Doucement, je m’enfonçai dans une indolence exacerbée par l’inanition. Je me fichais bien de ce qu’il pouvait m’advenir. Au début, je cherchais des restes de nourriture, je ratissais les deux rues les plus proches juste après le départ des travailleurs et des écoliers. Je ne me sentais pas la force de m’aventurer plus loin. Parfois, je trouvais un sac contenant des rogatons d’une nourriture inconnue. Mais, la plupart du temps, je demeurais le ventre vide. Dès que je tombais sur des détritus, je devais me battre avec des chiens errants, des animaux désespérés aux poils du cou hérissés et aux côtes saillantes, pour m’en emparer avant qu’ils ne les déchiquettent. Un être humain peut-il tomber plus bas ? Et si les chiens se battaient pour avoir ma peau ?
Freda ne me donnait rien à manger ou à boire le matin. Si je pouvais étancher ma soif avec l’eau des toilettes, il m’était en revanche impossible de calmer la terrible sensation de faim qui me tenaillait tous les jours. Il ne fallut pas longtemps avant que je ne trouve le moyen de m’évader de la cour. Un jour, je décidai d’atteindre sur la pointe des pieds la serrure de la porte arrière. Je tirai dessus de toutes mes forces et, quand le loquet lâcha soudain prise, il partit brusquement vers l’arrière et m’entailla la main. Mais je ne m’en souciai guère, car seule comptait ma liberté tout nouvellement acquise. Le seul problème qui me préoccupait était de réussir à refermer la porte une fois de l’autre côté. Mais, une seconde plus tard, je parvins à glisser le bout de ma sandale sous le battant pour le tirer vers moi. Lorsque le pêne s’enclencha, je me sentis très fière de moi.

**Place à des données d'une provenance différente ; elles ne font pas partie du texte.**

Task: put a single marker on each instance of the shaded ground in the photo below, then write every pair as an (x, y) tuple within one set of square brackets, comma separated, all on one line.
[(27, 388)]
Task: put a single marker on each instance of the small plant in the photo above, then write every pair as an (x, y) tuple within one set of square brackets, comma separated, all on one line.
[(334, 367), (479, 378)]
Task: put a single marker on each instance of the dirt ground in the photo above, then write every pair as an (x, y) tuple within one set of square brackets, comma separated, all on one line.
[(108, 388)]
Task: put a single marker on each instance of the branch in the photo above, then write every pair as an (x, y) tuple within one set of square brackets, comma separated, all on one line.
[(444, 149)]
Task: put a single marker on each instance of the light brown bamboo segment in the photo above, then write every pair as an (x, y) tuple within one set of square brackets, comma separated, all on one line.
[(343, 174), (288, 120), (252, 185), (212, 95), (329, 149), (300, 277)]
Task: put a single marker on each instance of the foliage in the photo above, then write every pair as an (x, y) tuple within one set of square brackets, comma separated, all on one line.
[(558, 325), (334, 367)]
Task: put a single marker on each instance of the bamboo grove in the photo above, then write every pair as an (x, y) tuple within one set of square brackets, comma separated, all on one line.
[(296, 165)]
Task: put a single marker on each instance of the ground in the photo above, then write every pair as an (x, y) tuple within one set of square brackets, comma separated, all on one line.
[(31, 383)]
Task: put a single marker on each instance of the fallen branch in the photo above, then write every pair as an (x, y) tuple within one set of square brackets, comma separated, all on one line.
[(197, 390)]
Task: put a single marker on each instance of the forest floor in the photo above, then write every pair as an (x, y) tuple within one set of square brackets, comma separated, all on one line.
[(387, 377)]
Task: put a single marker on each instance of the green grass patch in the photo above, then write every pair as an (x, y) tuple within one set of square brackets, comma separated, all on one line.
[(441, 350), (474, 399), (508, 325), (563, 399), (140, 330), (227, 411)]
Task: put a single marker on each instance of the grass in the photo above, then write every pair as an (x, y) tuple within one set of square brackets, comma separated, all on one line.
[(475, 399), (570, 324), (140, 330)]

La porte s'ouvrit toute grande et la haute silhouette de mon père se profila sur le seuil. Il me toisa comme si je n'étais rien de plus qu'une saleté oubliée sur le plancher.
- Sale petite morveuse ! lança-t-il en faisant un pas en avant pour m'attraper. Tu veux manger? Je vais te donner quelque chose à manger, tu vas voir...
Il s'accroupit devant le foyer, prit la pelle à charbon et gratta le fond de l'âtre pour récupérer de la suie. Puis il en remplit la boîte à pain.
Je savais maintenant ce qu'il allait faire.
- Ouvre la bouche ! cria-t-il en tenant une cuillère remplie de suie devant mon visage.